YARA rules take the form of 'rule rulename { condition: [whatever] }' and follow the
standard YARA rule syntax.
For example:
osquery> select * from yara_file where path = '/etc/passwd' and sigrule = 'rule always_true { condition: true }';
YARA rules don't have a line-terminating character. To enter a multi-line YARA rule, use newlines. This
even works in osqueryi:
osquery> select * from yara_file where path LIKE 'C:\tmp\%' and sigrule = 'rule hello_world {
...> strings:
...> $a = "Hello world"
...> condition: $a
...> }';
+------------------------------+-------------+-------+-----------+---------+---------+------+
| path | matches | count | sig_group | sigfile | strings | tags |
+------------------------------+-------------+-------+-----------+---------+---------+------+
| C:\tmp\New Text Document.txt | hello_world | 1 | | | | |
+------------------------------+-------------+-------+-----------+---------+---------+------+
Note: when entering a sigrule inline, be careful to avoid double-quoting the rule and then also a string
variable within the rule, as the second " will terminate the rule and cause a syntax error. In the example
above, the sigrule string has been single-quoted so the enclosed variable "Hello world" can be double-quoted.

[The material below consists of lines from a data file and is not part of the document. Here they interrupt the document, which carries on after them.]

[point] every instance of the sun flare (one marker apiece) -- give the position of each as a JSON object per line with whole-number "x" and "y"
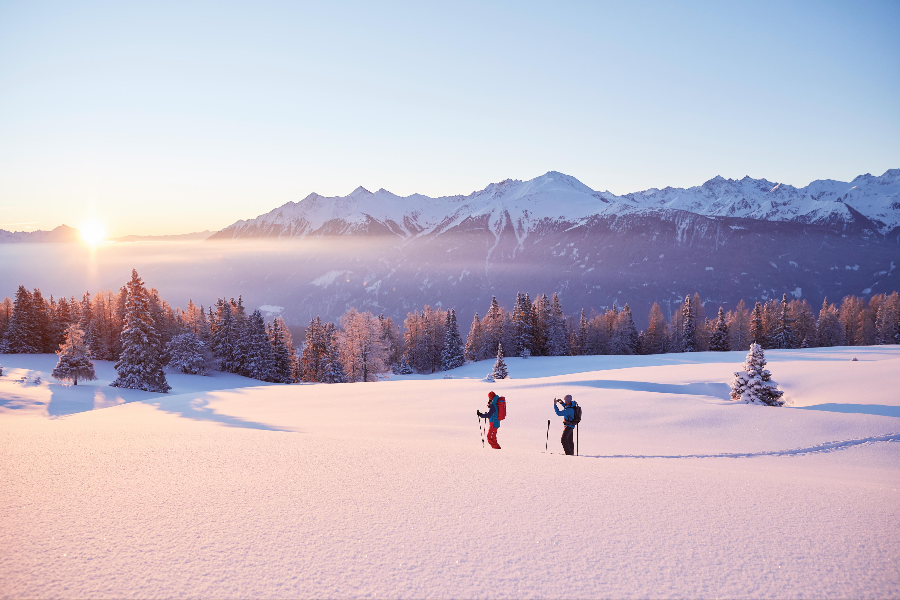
{"x": 92, "y": 232}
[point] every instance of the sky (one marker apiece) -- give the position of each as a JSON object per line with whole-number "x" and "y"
{"x": 164, "y": 118}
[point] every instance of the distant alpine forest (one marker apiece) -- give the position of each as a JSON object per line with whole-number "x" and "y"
{"x": 143, "y": 334}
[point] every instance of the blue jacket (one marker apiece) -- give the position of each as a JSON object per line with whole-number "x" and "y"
{"x": 568, "y": 413}
{"x": 493, "y": 414}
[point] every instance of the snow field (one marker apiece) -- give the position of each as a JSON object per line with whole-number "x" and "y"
{"x": 371, "y": 490}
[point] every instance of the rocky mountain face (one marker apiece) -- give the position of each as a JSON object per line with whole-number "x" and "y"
{"x": 62, "y": 234}
{"x": 726, "y": 239}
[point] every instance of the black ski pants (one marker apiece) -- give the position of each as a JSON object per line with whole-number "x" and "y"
{"x": 568, "y": 440}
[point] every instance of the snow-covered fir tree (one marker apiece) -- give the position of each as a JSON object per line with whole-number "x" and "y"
{"x": 187, "y": 353}
{"x": 689, "y": 327}
{"x": 139, "y": 366}
{"x": 282, "y": 351}
{"x": 624, "y": 340}
{"x": 332, "y": 367}
{"x": 829, "y": 330}
{"x": 887, "y": 320}
{"x": 260, "y": 360}
{"x": 656, "y": 335}
{"x": 452, "y": 356}
{"x": 757, "y": 326}
{"x": 404, "y": 368}
{"x": 362, "y": 350}
{"x": 499, "y": 371}
{"x": 492, "y": 328}
{"x": 783, "y": 336}
{"x": 74, "y": 358}
{"x": 718, "y": 340}
{"x": 23, "y": 335}
{"x": 475, "y": 341}
{"x": 754, "y": 384}
{"x": 557, "y": 340}
{"x": 523, "y": 324}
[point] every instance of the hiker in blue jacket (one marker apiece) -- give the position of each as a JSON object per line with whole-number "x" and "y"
{"x": 493, "y": 416}
{"x": 569, "y": 422}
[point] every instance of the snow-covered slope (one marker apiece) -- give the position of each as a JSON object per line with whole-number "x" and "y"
{"x": 383, "y": 489}
{"x": 867, "y": 201}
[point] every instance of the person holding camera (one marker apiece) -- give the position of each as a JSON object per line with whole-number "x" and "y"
{"x": 571, "y": 413}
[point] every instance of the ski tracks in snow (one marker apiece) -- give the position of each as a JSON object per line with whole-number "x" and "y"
{"x": 820, "y": 448}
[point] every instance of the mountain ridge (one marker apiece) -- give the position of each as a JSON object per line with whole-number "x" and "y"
{"x": 562, "y": 197}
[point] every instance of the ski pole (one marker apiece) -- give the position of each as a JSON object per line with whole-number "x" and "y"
{"x": 481, "y": 432}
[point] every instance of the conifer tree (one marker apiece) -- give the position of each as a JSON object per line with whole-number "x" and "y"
{"x": 499, "y": 371}
{"x": 187, "y": 353}
{"x": 74, "y": 358}
{"x": 829, "y": 329}
{"x": 475, "y": 341}
{"x": 282, "y": 351}
{"x": 656, "y": 334}
{"x": 718, "y": 341}
{"x": 689, "y": 324}
{"x": 557, "y": 340}
{"x": 139, "y": 365}
{"x": 23, "y": 335}
{"x": 452, "y": 356}
{"x": 753, "y": 384}
{"x": 260, "y": 358}
{"x": 624, "y": 340}
{"x": 757, "y": 328}
{"x": 739, "y": 327}
{"x": 523, "y": 325}
{"x": 313, "y": 356}
{"x": 492, "y": 328}
{"x": 333, "y": 370}
{"x": 784, "y": 337}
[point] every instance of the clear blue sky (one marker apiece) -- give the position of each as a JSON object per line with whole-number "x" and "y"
{"x": 165, "y": 117}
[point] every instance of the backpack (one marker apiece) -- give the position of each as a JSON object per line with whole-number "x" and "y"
{"x": 577, "y": 418}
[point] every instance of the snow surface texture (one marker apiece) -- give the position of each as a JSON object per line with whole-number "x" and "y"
{"x": 558, "y": 197}
{"x": 226, "y": 488}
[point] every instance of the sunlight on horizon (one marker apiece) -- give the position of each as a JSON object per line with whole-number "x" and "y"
{"x": 92, "y": 232}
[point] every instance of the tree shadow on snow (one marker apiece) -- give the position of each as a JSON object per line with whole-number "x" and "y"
{"x": 879, "y": 410}
{"x": 722, "y": 391}
{"x": 197, "y": 409}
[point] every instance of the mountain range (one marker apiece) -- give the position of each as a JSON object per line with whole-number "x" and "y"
{"x": 725, "y": 239}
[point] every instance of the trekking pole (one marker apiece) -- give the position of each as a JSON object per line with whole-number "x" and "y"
{"x": 481, "y": 431}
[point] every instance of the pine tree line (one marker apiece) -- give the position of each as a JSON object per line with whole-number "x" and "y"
{"x": 224, "y": 337}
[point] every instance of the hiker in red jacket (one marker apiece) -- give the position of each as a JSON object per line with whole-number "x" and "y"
{"x": 494, "y": 417}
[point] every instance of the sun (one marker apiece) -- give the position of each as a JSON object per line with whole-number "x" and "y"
{"x": 92, "y": 232}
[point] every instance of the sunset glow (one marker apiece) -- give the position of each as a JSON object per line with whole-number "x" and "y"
{"x": 92, "y": 232}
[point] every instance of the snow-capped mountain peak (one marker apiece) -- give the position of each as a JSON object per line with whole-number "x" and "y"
{"x": 558, "y": 197}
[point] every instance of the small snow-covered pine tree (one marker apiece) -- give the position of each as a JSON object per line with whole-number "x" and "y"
{"x": 260, "y": 358}
{"x": 475, "y": 341}
{"x": 499, "y": 371}
{"x": 452, "y": 356}
{"x": 718, "y": 340}
{"x": 784, "y": 337}
{"x": 754, "y": 384}
{"x": 689, "y": 327}
{"x": 139, "y": 365}
{"x": 74, "y": 358}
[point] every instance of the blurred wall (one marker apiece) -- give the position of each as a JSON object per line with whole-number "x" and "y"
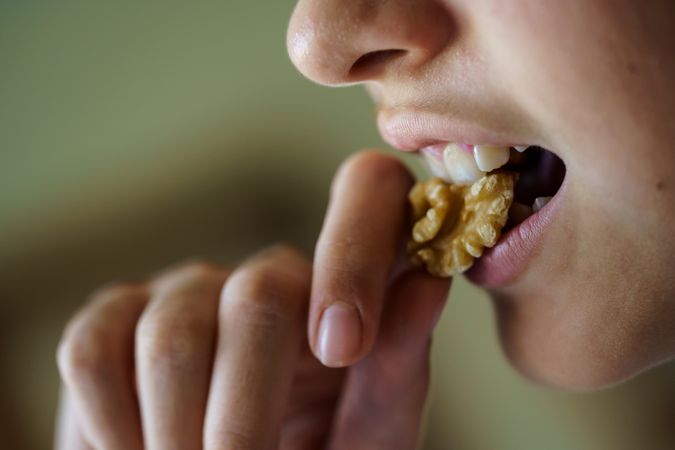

Because allowing arbitrary YARA rules would also make it possible to retrieve arbitrary file data in the strings
column, as a protection, the strings column will default to returning empty unless you also set the hidden flag
enable_yara_string to true (its default is false).
Before a YARA scan is performed, the YARA engine compiles the rule(s). An error here indicates there is probably an
issue with the YARA rule(s), but, the first thing to check is whether the same rule can be run with the YARA
command-line utility: yara64.exe myYaraRule.yar fileToScan.foo. You will be able to get more helpful messages
about the compile error. If, however, this actually works as intended, then perhaps you've found a bug! Please let
the osquery team know, on Slack or by opening an issue on GitHub.
At this time, osquery only supports loading plaintext YARA rules/signatures, which it compiles itself at runtime. If
these rules have already been compiled into their binary form (e.g. with the yarac CLI tool), osquery will
generate an error trying to load the rules.